Closed alessiodiianni closed 11 months ago
1. From what I understood from the Nat. Biotech paper the algorithm combines co-evolutionary information with sparse XL-MS data embedded in a pair representation matrix (and in turn update the MSA representation so to bias the retrieval of co-evolutionary information from the MSA). No template PDB structures are used to train the neural network, unlike AlphaFold which also has the possibility to use PDB structures from the PDB as input, is that correct?
Correct for AlphaLink (Nat. Biotech, monomer), for AlphaLink2 (this repository, multimer) we used templates.
Where can I find the templates used for MSA when the templates option is checked?
You can find the templates in the prediction folder.
ls prediction
For example:
prediction/alphalink_colab_17cb8/pdb70.m8 contains the templates.
prediction/alphalink_colab_17cb8/templates_101 contains the .cif.
What is the default Neff value it uses for MSA when templates is checked?
We don't subsample the MSAs here, so the Neff is unchanged and corresponds to whatever MMSeq2 gives us.
In case I use only a single sequence, will it use the sequence with the highest amount of overlap with my input sequence?
I haven't checked the single sequence mode, it's part of the original notebook. AFAICT it currently doesn't do anything. What it probably should do is just skip MSA generation and use only the input sequence (so no MSA information at all). I should remove this option.
Also, in case the templates option is not checked, what MSA database is it using?
The templates shouldn't affect the MSA database that is used.
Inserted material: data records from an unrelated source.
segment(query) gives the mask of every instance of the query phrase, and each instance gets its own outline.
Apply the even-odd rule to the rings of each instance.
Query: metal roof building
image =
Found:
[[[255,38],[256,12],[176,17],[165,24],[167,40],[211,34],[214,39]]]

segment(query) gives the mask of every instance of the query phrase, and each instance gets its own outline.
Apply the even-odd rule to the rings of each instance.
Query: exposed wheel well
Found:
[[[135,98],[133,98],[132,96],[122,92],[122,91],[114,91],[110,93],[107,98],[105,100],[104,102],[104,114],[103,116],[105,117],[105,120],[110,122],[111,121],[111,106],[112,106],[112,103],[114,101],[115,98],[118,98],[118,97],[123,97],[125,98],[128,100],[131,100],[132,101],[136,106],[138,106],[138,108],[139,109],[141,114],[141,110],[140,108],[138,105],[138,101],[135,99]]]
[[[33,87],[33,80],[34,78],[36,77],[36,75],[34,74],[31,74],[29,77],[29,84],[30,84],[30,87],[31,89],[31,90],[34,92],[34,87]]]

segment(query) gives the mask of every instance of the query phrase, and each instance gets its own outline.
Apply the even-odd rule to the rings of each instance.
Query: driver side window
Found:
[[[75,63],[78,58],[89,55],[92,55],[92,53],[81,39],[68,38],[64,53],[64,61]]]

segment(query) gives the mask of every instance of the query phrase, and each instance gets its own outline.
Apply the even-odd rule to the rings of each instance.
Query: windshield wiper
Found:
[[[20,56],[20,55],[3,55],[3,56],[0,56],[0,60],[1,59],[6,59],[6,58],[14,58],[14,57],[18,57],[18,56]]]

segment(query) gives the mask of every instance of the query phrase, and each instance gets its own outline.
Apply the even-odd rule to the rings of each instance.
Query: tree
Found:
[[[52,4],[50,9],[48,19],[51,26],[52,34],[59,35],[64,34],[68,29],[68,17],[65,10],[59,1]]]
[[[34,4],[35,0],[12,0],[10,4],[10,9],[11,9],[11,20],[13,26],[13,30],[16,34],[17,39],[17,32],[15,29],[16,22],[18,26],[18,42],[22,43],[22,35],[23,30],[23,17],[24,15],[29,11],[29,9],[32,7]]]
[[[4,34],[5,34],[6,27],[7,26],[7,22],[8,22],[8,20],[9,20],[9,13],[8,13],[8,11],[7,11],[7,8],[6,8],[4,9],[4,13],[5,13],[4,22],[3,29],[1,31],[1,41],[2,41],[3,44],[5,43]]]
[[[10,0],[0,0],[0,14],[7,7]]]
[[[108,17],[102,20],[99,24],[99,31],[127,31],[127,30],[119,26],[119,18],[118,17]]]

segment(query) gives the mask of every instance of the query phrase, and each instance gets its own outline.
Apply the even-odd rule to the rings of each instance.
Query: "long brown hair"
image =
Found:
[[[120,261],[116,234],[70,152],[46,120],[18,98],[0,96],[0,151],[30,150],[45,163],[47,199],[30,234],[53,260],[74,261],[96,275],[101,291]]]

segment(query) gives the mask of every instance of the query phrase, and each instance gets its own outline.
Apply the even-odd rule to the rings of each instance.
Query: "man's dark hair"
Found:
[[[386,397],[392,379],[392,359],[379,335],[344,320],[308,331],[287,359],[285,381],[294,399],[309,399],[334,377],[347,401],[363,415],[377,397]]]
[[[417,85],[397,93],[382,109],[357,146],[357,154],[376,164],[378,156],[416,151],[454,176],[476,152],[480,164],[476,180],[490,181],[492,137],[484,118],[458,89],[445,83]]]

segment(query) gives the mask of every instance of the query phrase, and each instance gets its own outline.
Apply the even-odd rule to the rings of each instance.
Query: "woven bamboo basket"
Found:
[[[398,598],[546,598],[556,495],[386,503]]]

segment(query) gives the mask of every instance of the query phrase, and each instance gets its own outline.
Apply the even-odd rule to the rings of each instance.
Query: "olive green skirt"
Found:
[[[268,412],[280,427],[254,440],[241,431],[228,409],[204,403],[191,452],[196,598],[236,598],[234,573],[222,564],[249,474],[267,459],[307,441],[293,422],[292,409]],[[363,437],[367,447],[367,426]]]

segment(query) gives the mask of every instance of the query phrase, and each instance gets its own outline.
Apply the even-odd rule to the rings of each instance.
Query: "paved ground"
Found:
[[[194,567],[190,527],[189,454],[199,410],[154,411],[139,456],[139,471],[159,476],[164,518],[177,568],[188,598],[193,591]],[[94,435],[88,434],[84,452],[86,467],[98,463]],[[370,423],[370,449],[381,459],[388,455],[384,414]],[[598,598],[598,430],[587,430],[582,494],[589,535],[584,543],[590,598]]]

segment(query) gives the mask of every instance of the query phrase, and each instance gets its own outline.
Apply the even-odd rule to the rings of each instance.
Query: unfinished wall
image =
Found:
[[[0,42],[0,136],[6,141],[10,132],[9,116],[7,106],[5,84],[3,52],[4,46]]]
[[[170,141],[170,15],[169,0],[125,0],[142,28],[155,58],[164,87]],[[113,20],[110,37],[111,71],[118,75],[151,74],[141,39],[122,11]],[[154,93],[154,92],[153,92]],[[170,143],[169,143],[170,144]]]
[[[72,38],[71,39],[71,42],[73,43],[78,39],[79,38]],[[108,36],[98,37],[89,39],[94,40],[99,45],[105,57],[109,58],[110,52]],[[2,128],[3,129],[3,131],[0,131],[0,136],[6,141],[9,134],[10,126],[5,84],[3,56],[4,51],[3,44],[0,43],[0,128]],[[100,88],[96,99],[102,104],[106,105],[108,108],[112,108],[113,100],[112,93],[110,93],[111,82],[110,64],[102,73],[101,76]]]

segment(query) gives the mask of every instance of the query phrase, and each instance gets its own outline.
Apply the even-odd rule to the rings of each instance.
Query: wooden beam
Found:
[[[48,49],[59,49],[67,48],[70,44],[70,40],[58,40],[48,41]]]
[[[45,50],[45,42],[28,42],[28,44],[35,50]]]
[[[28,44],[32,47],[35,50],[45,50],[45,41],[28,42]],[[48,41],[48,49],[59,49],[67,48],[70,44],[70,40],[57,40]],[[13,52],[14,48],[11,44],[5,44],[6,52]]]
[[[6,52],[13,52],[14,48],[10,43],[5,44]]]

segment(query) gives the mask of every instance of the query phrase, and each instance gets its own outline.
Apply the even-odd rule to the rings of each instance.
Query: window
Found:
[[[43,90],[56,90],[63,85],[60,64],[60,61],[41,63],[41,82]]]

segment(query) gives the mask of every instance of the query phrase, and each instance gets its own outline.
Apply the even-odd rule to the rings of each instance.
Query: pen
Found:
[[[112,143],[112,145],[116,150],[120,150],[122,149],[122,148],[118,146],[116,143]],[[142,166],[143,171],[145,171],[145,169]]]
MSA databases are uniref and mgnify/ bfd.
3. Is it possible to generate different models from the same run by using the same cross-links list, e.g. by changing the num_ensembles or other parameters? I tried but only one model has been generated.
Yes, by increasing "times".
4. Is it possible to gradually change in the notebook the number of effective sequences (Neff) used for MSA so to see the effect that this have on the overall prediction?
No, not at the moment. Keep in mind that MSA subsampling has a much stronger effect in multimer since you affect both the monomer and the interface predictions.
- Is increasing the number of network reiterations a good way to generate better model in general?
Increasing recycling will generally improve performance. It seems to help most for low Neff targets.
More on the local installation performance: -How much time does a prediction usually takes (by using a machine with not the latest GPU hardware? I am interested cause it would be nice to get one so If you can share your experience that would be tremendously useful.
That depends very much on your target size and your parameters. Prediction times scales linearly with the number of recycling iterations. Prediction time (in theory) scales cubically with your target size. Predicting Cullin4 in the paper took around 16 hours if I remember correctly. I cannot talk about older hardware. We make a lot of use of the recent hardware (A100) with flash-attention and bfloat16. Even one generation (V100s) earlier will probably be slower by a factor of 4 and will limit the target size considerably (could try fp16).
@lhatsk thanks a lot for the responses to all my questions.
The templates and features are not included in the download by default. You would need to download them yourself. This is possible by creating a new code cell (+ Code) and executing the following code snippet:
! tar cvfz inputs.tar.gz {output_dir}
files.download('inputs.tar.gz')
Thanks a lot for the clarifications and the great help.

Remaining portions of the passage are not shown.